The red state–blue state dichotomy has always been
reductive—every state has thousands, and in some cases millions, of people who
fit the opposite mold. It is no coincidence that Barack Obama’s introduction on
the national stage was a speech rejecting that very concept. “We worship an
awesome God in the blue states, and we don’t like federal agents poking around
our libraries in the red states,” Obama said at the Democratic National Convention in 2004.
“We coach little league in the blue states and, yes, we’ve got some gay friends
in the red states.” It is such a simple sentiment—it feels almost dated in its
charity and generosity—yet one that inarguably renders a picture of America
closer to how it actually is than much political reporting or cable-news
programming.
What makes this era different is the lengths to which Republican
politicians are willing to go to set the rules to maintain their dominance in
areas that are not as red as they would like them to be. The future of the
Republican Party relies on its ability to prevent or deter people of color from
exercising the franchise. And the more politicians manipulate the process, the
more they need to reassure themselves that their voters are the only legitimate
ones, that they would have won even if they hadn’t rigged the game.
“No matter whether a suppressive or discriminatory voting law
ultimately affects the outcome of a race for political office: These laws can
still be unconstitutional, and they still place a burden on people’s
constitutional rights that should not be there,” said the Brennan Center’s
Feldman. “That said, they can—excluding certain groups of people from the
voting booth can obviously have an impact on what their representation looks
like. And I think that at least some state legislators are well aware of that.”

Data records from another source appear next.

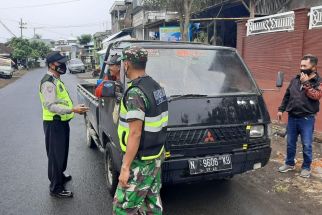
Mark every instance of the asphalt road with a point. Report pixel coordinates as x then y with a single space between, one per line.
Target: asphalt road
23 169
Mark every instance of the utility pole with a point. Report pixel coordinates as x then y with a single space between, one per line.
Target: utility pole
22 26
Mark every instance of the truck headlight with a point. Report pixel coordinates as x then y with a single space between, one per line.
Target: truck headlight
256 131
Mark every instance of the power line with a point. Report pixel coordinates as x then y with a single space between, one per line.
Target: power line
7 28
39 5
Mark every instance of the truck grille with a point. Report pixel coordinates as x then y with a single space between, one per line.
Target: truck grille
197 136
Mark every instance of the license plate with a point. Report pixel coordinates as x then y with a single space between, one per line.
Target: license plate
210 164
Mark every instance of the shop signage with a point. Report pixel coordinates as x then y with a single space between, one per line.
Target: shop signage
315 17
273 23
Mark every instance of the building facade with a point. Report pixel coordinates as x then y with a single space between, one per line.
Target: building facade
277 43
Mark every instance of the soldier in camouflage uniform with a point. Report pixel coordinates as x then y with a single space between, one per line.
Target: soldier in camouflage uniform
138 191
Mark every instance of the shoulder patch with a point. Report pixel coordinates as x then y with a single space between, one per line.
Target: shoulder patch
159 96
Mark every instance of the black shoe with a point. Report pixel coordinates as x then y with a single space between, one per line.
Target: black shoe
62 194
66 178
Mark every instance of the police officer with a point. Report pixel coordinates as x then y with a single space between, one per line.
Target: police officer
142 134
58 110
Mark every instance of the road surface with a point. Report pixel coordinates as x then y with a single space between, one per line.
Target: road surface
23 170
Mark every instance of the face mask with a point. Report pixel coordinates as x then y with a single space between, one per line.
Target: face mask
307 71
61 69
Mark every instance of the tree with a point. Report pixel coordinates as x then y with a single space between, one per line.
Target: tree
84 39
24 49
21 48
39 49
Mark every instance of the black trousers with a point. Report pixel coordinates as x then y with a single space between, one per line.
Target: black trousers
57 146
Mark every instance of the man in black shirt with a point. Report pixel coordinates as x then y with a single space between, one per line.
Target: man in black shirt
301 101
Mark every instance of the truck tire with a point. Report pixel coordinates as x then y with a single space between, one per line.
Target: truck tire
111 174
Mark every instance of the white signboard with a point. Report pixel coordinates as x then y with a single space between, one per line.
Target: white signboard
273 23
315 17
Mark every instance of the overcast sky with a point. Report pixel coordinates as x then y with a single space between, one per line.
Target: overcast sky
54 19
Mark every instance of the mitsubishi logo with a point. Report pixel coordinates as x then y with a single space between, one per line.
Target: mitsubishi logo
209 137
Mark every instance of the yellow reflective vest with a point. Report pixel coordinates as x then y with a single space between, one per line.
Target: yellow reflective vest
61 95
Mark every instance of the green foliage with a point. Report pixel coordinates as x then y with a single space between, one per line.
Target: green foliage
24 49
84 39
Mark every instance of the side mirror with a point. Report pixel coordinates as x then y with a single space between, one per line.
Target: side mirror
108 89
280 79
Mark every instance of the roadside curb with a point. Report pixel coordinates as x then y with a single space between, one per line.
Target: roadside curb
280 130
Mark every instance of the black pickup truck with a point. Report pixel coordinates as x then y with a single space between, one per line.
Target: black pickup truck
218 122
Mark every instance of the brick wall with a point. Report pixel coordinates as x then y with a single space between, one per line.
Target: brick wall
266 54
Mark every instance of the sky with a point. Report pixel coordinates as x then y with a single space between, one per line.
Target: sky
54 19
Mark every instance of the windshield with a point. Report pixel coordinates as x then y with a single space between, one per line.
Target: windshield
75 61
5 62
202 72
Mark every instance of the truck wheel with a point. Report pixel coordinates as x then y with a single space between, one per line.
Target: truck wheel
111 174
89 140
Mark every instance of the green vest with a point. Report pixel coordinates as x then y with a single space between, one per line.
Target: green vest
153 136
61 95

Commerce Secretary Wilbur Ross lied to Congress about the
process of adding immigration-status questions to the census; the questions
stand to chill participation from Latinos and undercut Democratic-leaning areas. Georgia
Secretary of State Brian Kemp, seeking a promotion to governor, engaged in one of the largest mass
disenfranchisements in U.S. history, in an apparent attempt to blunt the
influence of the Peach State’s black voters. Republican legislators in North
Dakota, after an upset win by Democrat Heidi Heitkamp in the 2012 Senate race,
passed a law designed to disenfranchise the Native American population
that put her over the top. President Donald Trump, in a last-ditch effort to
energize his base for the midterms, has promised to repeal the Fourteenth
Amendment’s guarantee of birthright citizenship, which would create a
permanent, stateless, hereditary, nonvoting underclass for the first time since
the nation abolished slavery.
Whatever happens on Tuesday, the Republican Party cannot govern
forever with the support of a shrinking minority of the population. Eventually
there will be a reckoning. Even in Texas.